[Wylug-discuss] "Microsoft Office 'not the only way for schools' "

Roger roger.bea at blueyonder.co.uk
Sat Jan 20 15:43:44 GMT 2007


John Hodrien wrote:
> On Sat, 20 Jan 2007, Roger wrote:
> 
>> My guess is that most teachers neither know nor care about the M$ vs. 
>> FOSS issue.  Sad!
> 
> But should teachers care?  They've got plenty of other things to be 
> worrying about.  I think the software stack that schools use should be 
> considered much more seriously higher up, and *that* is where the 
> problems lie.  I think teachers should care about their IT kit about 
> as much as who their furntiture suppliers are.  School management 
> should take an entirely different view.

I agree about school (and national) management, but the difference 
between furniture and IT is that teachers don't take furniture home and 
expect it to fit that environment too.  That comparison can be stretched 
to show what I think is the problem...  Imagine that you've never 
realised that there was an alternative to paying more for your house, so 
you have a spare room in which to put the school furniture that you 
bring home every night, when, if the school bought its furniture from 
somewhere else, you could use the furniture you choose to have anyway 
(and you could get your furniture free).

>> From what I've seen so far, FOSS would be fine for a lot of what 
>> happens, but either simply hadn't been considered - or was rendered 
>> impractical by media suppliers/system installers.  Only one of the 
>> teachers I've seen was even aware of the alternatives - and he didn't 
>> seem to care (though perhaps he used to).
> 
> I wouldn't expect teachers to care particularly.  If the software they are
> given doesn't suck, they don't care.  Give them stuff that crashes all the
> time and they'll quickly care.

Ah but they do care about what systems they have.  Specifically, I've 
heard three different teachers turn on interactive whiteboards with a 
muttered comment, "If the thing will work."

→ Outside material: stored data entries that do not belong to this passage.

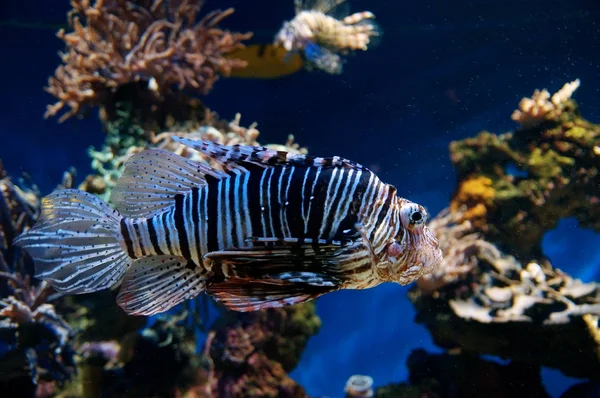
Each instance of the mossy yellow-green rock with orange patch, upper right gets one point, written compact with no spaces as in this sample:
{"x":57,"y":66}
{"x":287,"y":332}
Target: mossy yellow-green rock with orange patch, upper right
{"x":518,"y":185}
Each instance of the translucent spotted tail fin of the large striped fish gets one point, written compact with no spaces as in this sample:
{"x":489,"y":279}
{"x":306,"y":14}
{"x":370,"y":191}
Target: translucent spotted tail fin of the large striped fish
{"x":76,"y":243}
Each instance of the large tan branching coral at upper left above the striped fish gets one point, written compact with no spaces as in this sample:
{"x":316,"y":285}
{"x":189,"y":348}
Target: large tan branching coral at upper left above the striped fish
{"x":159,"y":43}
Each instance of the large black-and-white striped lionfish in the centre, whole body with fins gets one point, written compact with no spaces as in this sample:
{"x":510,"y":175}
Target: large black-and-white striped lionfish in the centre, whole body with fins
{"x":267,"y":229}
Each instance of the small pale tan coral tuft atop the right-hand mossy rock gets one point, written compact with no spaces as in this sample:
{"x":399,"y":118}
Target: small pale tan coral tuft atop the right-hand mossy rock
{"x":542,"y":107}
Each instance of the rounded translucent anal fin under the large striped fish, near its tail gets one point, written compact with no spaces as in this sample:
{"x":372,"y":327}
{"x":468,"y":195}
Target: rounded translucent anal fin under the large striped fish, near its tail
{"x":155,"y":284}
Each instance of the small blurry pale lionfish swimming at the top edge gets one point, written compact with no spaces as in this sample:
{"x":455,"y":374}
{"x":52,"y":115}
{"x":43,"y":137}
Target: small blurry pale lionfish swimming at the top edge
{"x":322,"y":38}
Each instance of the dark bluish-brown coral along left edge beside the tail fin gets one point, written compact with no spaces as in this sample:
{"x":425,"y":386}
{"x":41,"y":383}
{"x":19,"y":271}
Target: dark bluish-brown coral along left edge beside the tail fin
{"x":36,"y":350}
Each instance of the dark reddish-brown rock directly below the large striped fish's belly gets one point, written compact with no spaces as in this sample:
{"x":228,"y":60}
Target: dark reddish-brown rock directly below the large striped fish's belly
{"x":253,"y":352}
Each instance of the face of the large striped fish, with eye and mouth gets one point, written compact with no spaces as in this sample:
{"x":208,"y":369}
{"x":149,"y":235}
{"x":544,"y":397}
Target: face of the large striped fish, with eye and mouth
{"x":414,"y":251}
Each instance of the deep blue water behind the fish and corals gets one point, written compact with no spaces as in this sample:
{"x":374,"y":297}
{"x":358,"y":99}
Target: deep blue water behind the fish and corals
{"x":442,"y":72}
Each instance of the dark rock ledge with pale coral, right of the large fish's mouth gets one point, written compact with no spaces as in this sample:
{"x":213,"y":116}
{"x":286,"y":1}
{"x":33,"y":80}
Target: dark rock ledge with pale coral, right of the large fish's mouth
{"x":483,"y":301}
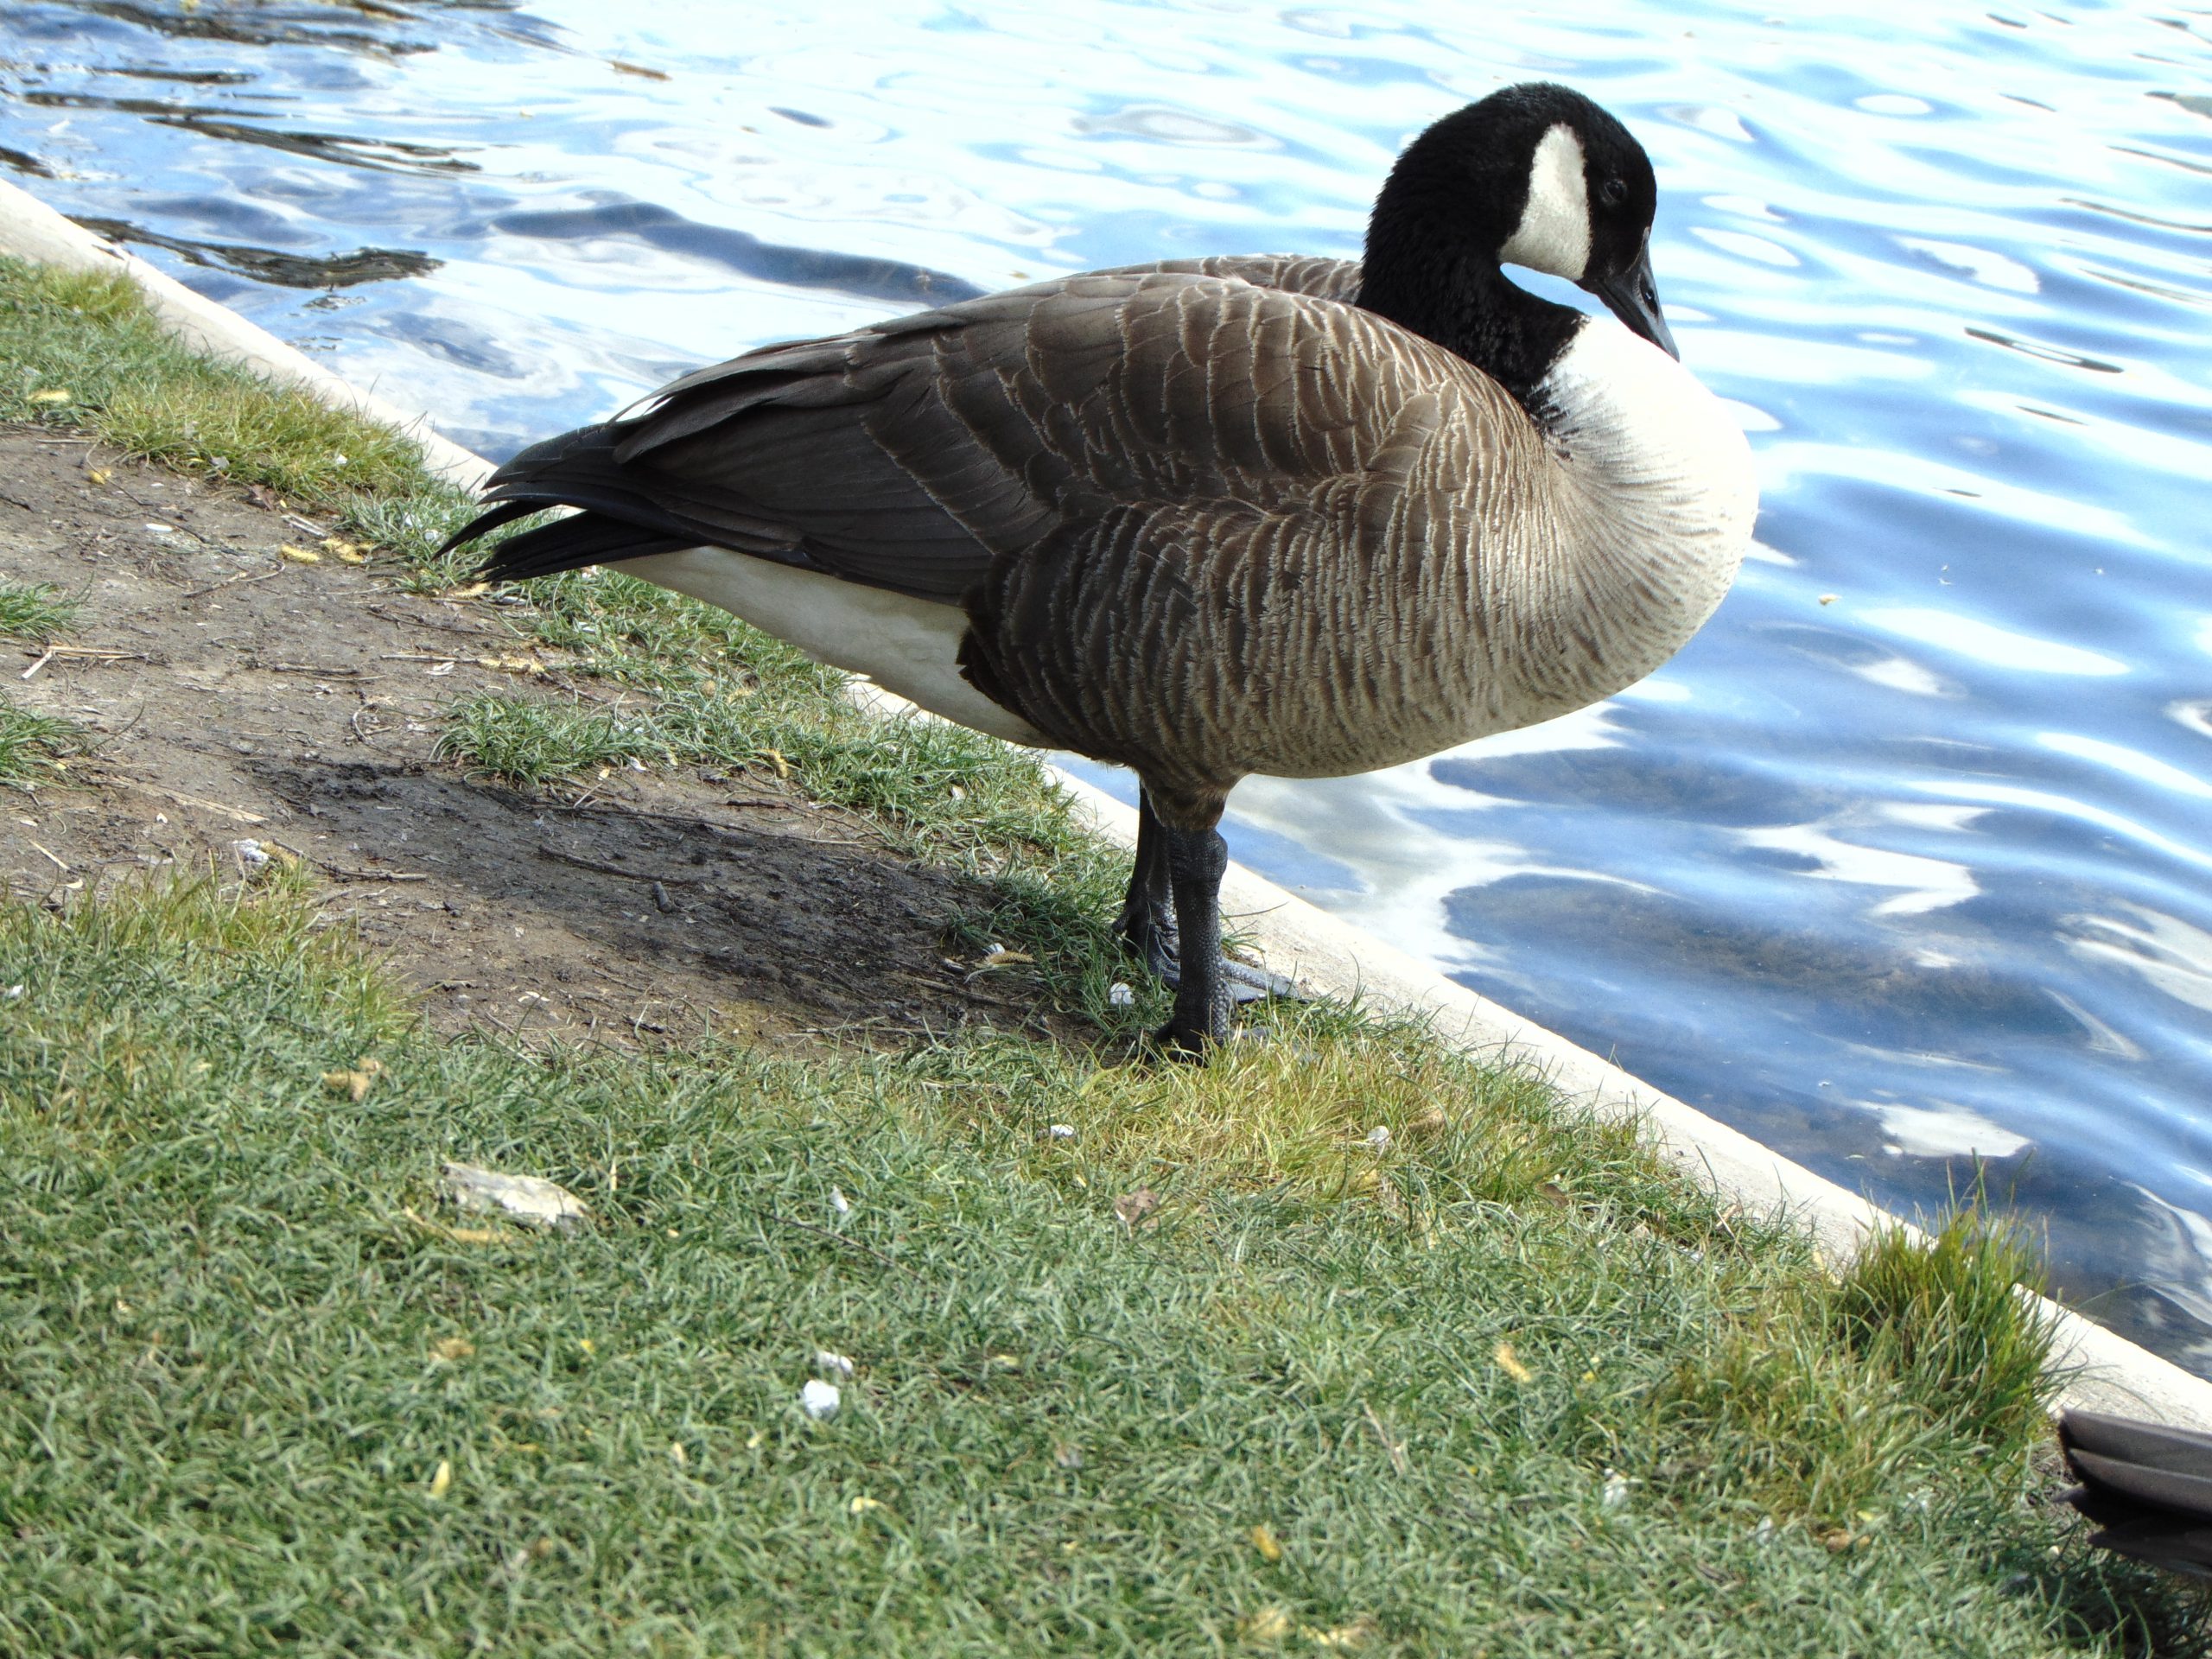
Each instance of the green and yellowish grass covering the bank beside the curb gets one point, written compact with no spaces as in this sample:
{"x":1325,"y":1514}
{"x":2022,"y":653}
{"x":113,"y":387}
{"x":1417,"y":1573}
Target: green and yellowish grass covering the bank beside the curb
{"x":1218,"y":1370}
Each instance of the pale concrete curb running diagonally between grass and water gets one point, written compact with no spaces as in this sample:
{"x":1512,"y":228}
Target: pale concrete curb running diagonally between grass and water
{"x":1315,"y":948}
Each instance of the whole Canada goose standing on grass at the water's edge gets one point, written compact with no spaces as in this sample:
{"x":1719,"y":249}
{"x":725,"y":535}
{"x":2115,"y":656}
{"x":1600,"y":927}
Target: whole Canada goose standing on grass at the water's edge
{"x":1220,"y":517}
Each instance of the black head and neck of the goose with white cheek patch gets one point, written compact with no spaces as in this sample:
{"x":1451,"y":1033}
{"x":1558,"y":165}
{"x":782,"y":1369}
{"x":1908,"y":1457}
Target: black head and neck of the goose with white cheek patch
{"x":1532,"y":176}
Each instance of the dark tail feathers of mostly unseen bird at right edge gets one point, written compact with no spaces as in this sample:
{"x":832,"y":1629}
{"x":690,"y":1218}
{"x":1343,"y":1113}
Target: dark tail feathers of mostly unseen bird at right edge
{"x":2147,"y":1485}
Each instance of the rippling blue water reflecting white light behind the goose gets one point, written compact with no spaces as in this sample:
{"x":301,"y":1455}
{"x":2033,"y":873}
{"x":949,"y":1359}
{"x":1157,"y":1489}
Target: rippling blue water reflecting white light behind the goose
{"x":1901,"y":862}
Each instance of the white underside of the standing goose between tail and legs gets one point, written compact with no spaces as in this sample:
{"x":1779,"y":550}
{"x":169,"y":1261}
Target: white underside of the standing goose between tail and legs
{"x":910,"y":647}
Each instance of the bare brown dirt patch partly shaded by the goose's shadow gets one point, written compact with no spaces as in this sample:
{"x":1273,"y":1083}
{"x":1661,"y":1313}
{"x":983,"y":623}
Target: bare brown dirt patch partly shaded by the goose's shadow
{"x":242,"y":698}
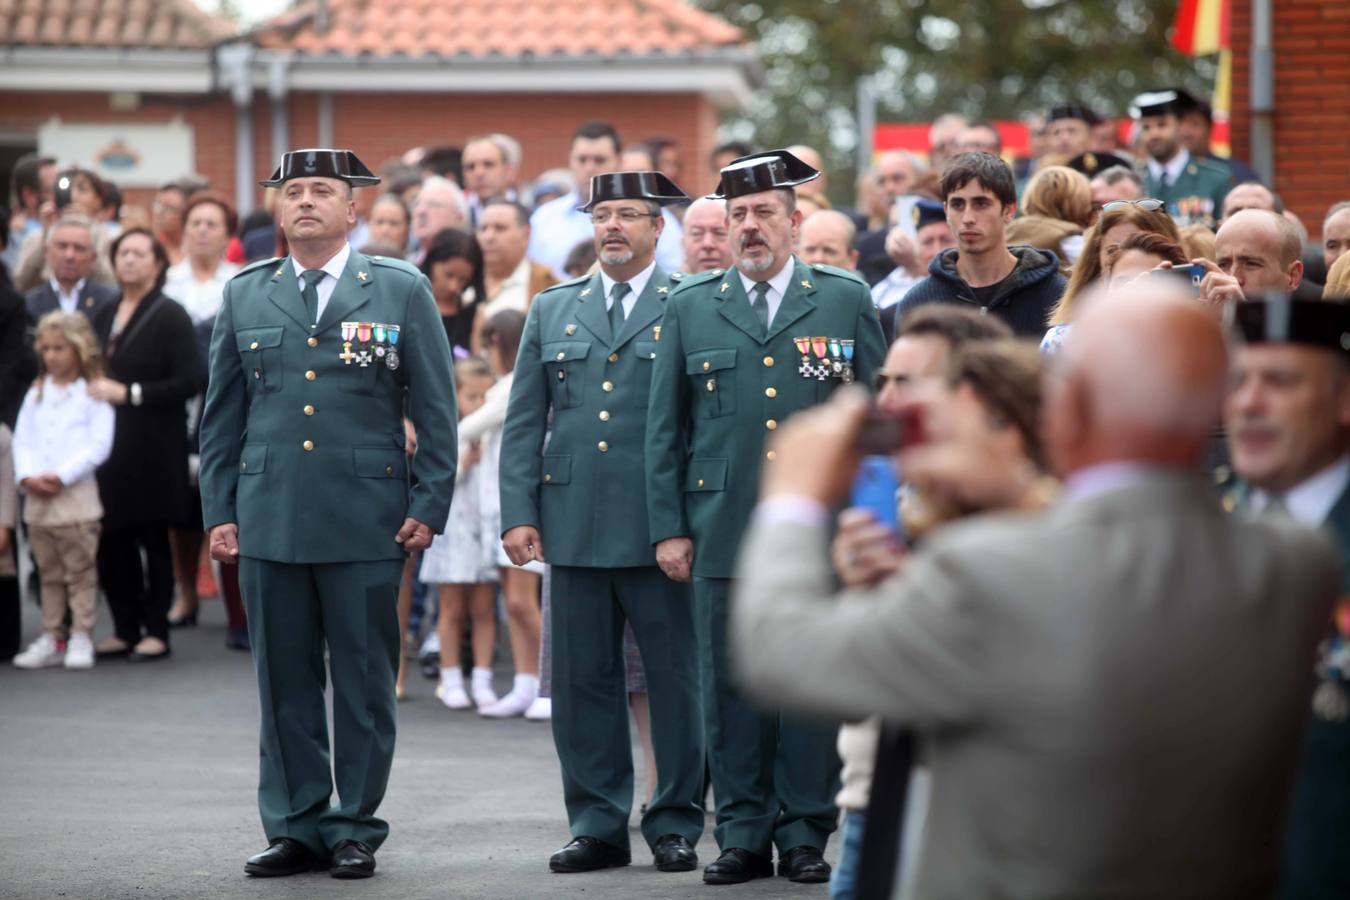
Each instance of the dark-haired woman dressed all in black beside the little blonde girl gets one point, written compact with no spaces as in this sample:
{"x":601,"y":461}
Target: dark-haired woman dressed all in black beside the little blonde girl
{"x":152,"y":372}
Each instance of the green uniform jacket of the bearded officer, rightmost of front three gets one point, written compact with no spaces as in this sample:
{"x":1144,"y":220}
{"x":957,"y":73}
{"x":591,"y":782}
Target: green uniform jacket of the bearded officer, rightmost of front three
{"x":719,"y":388}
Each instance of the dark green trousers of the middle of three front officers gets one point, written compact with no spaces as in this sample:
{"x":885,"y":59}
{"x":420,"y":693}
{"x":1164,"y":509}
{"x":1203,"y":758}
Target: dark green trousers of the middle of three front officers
{"x":591,"y":704}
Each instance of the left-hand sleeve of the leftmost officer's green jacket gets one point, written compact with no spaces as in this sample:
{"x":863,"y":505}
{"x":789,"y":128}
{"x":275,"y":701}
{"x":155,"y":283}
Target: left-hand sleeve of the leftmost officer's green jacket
{"x":222,"y":422}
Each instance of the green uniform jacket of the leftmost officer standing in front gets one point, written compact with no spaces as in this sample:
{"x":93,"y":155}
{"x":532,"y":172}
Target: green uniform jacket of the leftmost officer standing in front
{"x":304,"y":450}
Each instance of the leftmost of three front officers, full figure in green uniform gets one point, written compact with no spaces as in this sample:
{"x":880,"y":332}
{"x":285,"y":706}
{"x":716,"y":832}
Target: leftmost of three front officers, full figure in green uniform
{"x":315,"y":361}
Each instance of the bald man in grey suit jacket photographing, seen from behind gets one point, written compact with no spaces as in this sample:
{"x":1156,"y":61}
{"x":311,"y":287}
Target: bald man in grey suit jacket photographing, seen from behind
{"x":1109,"y":694}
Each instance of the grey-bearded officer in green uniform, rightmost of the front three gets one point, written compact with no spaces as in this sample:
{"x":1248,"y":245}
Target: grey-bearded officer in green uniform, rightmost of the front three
{"x":740,"y":351}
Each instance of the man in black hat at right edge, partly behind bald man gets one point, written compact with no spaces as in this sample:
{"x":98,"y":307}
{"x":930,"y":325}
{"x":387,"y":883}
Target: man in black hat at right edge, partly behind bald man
{"x":1289,"y":427}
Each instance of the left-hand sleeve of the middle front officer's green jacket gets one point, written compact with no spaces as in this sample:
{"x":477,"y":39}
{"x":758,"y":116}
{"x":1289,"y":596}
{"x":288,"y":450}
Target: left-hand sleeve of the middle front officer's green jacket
{"x":523,"y":432}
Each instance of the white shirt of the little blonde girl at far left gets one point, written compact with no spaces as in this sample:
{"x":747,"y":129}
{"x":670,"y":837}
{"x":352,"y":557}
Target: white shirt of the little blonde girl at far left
{"x":67,"y":432}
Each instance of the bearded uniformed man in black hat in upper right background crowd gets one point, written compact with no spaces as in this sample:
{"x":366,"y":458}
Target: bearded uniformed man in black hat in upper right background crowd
{"x":1193,"y":188}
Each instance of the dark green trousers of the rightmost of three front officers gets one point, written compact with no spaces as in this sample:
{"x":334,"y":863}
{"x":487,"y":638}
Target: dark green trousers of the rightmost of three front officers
{"x":774,"y":779}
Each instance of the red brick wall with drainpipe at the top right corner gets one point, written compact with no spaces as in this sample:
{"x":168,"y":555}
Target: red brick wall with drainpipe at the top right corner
{"x":1312,"y":96}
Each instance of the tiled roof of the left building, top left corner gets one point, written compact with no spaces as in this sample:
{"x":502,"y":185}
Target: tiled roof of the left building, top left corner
{"x":110,"y":24}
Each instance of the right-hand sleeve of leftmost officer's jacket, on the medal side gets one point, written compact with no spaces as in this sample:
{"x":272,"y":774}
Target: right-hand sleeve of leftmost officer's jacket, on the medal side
{"x":433,"y":407}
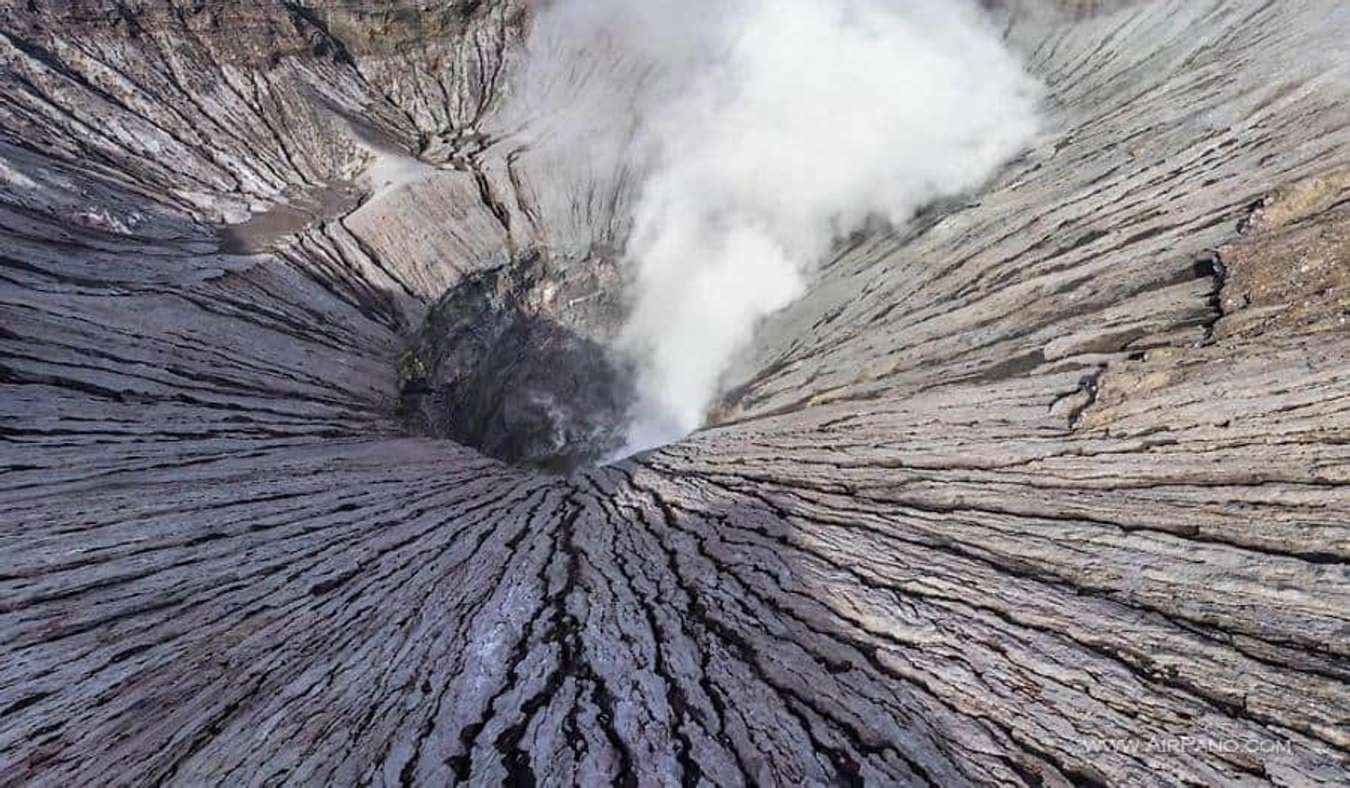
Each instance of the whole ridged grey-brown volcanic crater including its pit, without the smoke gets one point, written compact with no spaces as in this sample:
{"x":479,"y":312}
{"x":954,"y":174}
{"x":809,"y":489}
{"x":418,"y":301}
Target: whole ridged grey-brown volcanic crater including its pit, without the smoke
{"x":310,"y":404}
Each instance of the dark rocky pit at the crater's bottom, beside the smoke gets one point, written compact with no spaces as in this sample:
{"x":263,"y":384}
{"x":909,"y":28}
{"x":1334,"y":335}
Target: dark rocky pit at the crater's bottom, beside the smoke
{"x":516,"y":362}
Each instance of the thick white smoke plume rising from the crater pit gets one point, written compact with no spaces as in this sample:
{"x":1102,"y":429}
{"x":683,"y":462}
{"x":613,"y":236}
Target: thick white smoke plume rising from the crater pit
{"x":759,"y":133}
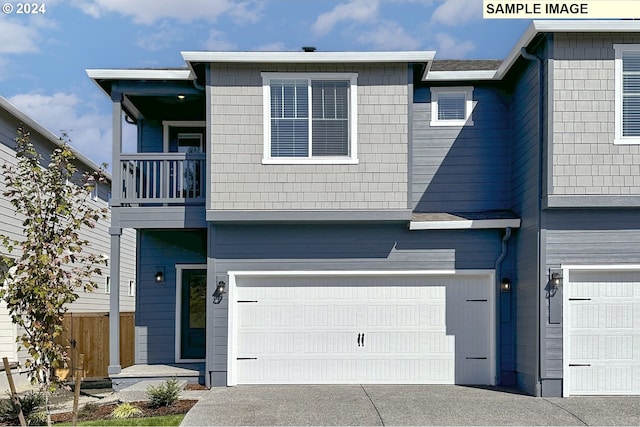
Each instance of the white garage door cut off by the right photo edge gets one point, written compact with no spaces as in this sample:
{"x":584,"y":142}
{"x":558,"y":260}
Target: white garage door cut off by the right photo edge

The big issue is, as Becta point out, interoperability - being able to 
use create stuff with one piece of software, then use it with another. 
And again Becta got it right: two different versions of Microsoft 
software are just as unlikely to be compatible as, say, Word and 
OpenOffice Writer.

> If they understood that they could simply hand
> out CDs to kids with all the software they'd need for the year with no
> licensing problems, then perhaps that'd appeal

I think that being able to update their own software free of charge 
would also appeal - if they knew about it, and if it were not the case 
that some suppliers produce material that won't work with the free software!